Instructions & Copying
As I’ve written in another post, this one can be very challenging to ‘sell’ to students while accompanying it with understanding. ‘Genetic information’ is an accurate term, but also so buzzed-up that it’s hard to hear it and listen at the same time. Further complicating the issue is the challenge of identifying what ‘information’ is, what what the information ‘means’ in a cellular context. That’s why I strongly favor introducing the Central Dogma ‘out of sequence’. Start with proteins: they ‘do’ things, and the things they do are familiar to students at any level–carry oxygen in the blood, get the energy out of sugars, re-package the ‘energy currency of the cell’, move foods into cells and poisons out, tell us that we have seen or smelled something…

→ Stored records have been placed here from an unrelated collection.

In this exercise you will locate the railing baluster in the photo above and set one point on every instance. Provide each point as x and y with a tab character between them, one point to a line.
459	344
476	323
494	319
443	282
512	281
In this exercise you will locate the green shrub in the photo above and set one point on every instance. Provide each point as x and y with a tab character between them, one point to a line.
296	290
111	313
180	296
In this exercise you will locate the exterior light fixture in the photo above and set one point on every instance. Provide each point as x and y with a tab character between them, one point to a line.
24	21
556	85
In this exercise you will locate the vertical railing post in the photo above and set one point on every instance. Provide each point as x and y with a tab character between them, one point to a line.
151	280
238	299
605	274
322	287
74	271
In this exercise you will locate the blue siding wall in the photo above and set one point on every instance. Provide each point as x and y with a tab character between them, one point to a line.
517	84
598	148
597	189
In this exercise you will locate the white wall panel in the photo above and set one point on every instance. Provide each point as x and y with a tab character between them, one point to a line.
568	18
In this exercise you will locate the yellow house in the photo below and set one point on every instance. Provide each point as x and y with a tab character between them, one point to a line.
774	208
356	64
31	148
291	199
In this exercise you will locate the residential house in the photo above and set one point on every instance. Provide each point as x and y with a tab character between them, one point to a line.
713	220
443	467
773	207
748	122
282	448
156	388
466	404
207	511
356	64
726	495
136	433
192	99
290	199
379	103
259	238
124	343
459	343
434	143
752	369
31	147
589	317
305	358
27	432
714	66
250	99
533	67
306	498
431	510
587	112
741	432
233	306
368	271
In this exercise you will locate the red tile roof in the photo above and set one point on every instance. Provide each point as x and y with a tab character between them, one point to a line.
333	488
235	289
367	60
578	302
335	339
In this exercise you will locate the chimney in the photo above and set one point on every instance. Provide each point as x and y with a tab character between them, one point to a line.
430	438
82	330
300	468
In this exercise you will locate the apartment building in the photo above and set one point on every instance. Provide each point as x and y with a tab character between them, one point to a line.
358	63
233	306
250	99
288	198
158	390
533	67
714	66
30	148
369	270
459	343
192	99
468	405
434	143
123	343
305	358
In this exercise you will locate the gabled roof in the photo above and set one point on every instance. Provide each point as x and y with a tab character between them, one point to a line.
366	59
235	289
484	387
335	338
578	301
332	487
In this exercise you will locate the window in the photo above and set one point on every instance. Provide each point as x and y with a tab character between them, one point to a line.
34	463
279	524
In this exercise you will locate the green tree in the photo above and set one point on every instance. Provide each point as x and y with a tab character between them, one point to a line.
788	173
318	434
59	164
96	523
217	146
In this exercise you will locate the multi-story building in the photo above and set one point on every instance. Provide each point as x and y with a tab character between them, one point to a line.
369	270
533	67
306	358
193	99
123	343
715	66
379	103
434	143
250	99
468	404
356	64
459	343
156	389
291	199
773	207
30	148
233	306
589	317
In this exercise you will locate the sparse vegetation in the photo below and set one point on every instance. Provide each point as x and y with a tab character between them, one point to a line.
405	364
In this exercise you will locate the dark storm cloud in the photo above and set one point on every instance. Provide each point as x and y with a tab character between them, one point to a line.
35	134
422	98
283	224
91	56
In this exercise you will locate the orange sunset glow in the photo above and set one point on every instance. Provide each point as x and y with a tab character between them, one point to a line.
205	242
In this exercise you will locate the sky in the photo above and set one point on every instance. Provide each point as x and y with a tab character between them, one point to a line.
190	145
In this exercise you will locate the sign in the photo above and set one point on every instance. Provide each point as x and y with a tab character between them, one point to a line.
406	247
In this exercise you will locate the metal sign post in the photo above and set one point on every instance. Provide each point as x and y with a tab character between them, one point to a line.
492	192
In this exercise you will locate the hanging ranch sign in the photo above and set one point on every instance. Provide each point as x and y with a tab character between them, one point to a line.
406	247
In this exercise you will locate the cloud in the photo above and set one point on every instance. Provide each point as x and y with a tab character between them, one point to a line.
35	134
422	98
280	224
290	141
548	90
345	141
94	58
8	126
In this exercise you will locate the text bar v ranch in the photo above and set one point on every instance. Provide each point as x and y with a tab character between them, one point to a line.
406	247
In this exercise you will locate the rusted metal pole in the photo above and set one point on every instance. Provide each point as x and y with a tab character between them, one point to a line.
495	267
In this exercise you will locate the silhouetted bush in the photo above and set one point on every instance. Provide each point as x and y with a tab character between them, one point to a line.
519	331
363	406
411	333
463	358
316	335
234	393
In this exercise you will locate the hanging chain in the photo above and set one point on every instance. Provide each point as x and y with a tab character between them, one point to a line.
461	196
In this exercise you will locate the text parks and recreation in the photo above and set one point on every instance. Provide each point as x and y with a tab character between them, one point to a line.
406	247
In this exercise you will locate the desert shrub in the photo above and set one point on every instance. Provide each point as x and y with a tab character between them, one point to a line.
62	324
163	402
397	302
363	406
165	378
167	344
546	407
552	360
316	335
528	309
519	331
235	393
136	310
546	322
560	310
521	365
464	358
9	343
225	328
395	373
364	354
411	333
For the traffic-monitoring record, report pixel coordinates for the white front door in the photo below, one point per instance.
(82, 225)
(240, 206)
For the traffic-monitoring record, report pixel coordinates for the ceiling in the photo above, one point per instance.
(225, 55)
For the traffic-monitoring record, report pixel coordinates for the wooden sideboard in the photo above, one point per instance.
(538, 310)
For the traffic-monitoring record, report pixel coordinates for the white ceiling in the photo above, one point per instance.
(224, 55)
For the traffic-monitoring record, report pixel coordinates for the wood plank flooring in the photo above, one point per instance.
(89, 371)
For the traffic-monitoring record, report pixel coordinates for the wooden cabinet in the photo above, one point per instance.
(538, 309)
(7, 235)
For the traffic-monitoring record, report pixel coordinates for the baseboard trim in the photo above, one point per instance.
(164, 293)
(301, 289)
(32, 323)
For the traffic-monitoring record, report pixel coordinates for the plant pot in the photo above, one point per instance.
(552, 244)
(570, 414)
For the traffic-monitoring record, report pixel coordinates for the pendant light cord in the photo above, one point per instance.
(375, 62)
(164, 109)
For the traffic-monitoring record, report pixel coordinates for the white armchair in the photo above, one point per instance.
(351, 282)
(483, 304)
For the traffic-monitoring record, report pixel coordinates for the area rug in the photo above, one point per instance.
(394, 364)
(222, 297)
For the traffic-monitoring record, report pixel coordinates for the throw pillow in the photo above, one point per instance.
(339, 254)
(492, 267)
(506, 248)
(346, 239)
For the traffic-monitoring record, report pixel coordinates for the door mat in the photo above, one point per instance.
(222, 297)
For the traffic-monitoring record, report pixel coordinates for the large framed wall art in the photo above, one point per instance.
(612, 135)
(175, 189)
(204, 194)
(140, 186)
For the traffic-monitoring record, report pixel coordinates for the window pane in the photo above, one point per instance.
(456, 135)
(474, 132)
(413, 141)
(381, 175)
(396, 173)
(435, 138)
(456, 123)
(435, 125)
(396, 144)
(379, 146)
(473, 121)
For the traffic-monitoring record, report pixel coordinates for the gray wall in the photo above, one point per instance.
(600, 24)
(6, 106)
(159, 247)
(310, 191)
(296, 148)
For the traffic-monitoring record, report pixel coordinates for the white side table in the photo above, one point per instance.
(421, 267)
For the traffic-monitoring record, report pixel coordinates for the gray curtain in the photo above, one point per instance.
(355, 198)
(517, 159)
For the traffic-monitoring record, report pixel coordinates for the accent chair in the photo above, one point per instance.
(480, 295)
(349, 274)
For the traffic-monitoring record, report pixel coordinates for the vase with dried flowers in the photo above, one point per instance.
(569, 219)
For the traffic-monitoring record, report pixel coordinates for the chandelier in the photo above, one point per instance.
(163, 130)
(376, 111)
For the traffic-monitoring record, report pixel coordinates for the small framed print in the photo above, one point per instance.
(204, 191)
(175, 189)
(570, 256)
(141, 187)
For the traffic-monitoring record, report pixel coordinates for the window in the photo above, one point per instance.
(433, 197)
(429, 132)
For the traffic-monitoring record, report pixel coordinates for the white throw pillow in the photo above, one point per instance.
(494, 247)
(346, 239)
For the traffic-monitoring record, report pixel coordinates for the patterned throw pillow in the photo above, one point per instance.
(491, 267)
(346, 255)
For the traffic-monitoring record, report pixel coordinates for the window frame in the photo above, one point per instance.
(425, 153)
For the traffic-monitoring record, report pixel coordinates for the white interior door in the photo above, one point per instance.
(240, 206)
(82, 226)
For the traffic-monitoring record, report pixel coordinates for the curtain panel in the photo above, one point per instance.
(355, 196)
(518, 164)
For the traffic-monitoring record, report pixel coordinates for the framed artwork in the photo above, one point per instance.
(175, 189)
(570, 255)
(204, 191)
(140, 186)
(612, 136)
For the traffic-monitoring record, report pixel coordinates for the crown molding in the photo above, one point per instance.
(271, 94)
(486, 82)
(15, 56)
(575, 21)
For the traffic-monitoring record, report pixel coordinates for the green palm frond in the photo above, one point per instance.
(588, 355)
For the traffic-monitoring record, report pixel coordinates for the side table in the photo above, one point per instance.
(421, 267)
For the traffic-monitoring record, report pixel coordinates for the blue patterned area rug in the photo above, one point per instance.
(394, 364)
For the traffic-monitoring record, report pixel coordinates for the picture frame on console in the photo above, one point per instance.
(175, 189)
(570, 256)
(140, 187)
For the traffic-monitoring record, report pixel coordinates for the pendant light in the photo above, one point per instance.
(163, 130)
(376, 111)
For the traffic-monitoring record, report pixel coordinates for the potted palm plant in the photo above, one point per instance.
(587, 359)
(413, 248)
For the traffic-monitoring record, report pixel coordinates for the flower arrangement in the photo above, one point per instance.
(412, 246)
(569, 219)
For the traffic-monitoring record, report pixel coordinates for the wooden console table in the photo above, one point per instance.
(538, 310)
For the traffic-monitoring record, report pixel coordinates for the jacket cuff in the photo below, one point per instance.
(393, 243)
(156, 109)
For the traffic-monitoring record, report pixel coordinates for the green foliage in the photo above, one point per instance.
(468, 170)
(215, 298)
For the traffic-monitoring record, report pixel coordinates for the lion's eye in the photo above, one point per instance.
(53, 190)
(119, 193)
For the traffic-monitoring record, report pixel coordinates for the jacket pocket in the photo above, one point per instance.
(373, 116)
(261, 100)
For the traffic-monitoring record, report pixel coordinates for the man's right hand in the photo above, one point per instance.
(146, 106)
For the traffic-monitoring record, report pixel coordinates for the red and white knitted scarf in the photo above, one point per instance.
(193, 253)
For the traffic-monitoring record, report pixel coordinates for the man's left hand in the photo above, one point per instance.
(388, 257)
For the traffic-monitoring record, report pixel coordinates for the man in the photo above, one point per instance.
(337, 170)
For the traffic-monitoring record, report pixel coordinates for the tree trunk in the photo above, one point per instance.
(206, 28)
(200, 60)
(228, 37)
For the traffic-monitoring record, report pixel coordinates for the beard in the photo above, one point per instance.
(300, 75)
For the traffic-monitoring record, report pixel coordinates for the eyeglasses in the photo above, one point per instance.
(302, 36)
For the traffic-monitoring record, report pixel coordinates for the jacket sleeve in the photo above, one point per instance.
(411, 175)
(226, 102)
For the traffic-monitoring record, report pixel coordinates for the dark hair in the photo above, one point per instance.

In my view, then, we should start a molecular view of the cell with molecules that are easy to understand… and then present the informational molecules as the instructions for making them, accompanied by the instructions for how, where, when and how much of the (generally) protein products to make. In this context, the ‘information’ has an easily identified purpose–we have set up the need (and niche) for it when we explained the machines that required making. So in my own classroom, I try to dispense with the term ‘information’ and focus hard on ‘instructions’. From there, it’s on to how the structure of the bases ‘holds’ and ‘dispenses’ instructions–through precise, one-to-one pairing interactions.
Signals & Control
Why do we teach the lac operon? Should we teach the lac operon? I think there’s a strong and clear ‘yes’ for this one. If you watch a white blood cell hunting or a puppy meeting itself in a mirror that stimulus-response is a big signature of living things. Evolution has refined a set of fantastic computing machines. In the case of multicellular organisms, the instructions unfold into a 3-dimensional entity, consisting of many complex parts. Development involves information about time and about the ‘sensation’ of neighbors. Cells ‘converse’ to instruct one another, to determine their environment.
Even once a bio-machine (be it a protein, a cell, or an organism) is assembled and functioning at ‘steady state’, constant input about the environment must be welcomed, interpreted, and acted upon. The lac operon is a wonderful example of this. An E. coli cell needs to make optimal decisions about eating, because it is in constant competition with its brethren (sistren?). To make good decisions about lactose, it needs to know 1) is there any? and 2) is there better food (glucose) that should be eaten first? While currently under re-examination, the old model of functional implementation is delightful: #1 is mediated through repressor binding of lactose (allolactose for the sticklers) and #2 through CAP via cAMP. Two pieces of information, two proteins, all synthesized into ‘correct’ action on a stretch of DNA adjoining that which much be controlled.
Summary & Synthesis
Unfortunately, this theoretical organization doesn’t necessarily dovetail into a curriculum. Energetics is large, complex, and entails both ‘eating sugar’ and ‘making it’ via photosynthesis. These processes share too much in common to be treated separately. But in my view, this nonetheless constitutes a ‘bubble’ that must be pulled out of the chain above so the existence of proteins can be linked to the instructions for them… and the instructions deserve careful exploration before their regulation!
So… a work in progress. But I think it’s terribly important that before designing a course or textbook to teach the key concepts in biology, we determine what they are… and how they relate to each other!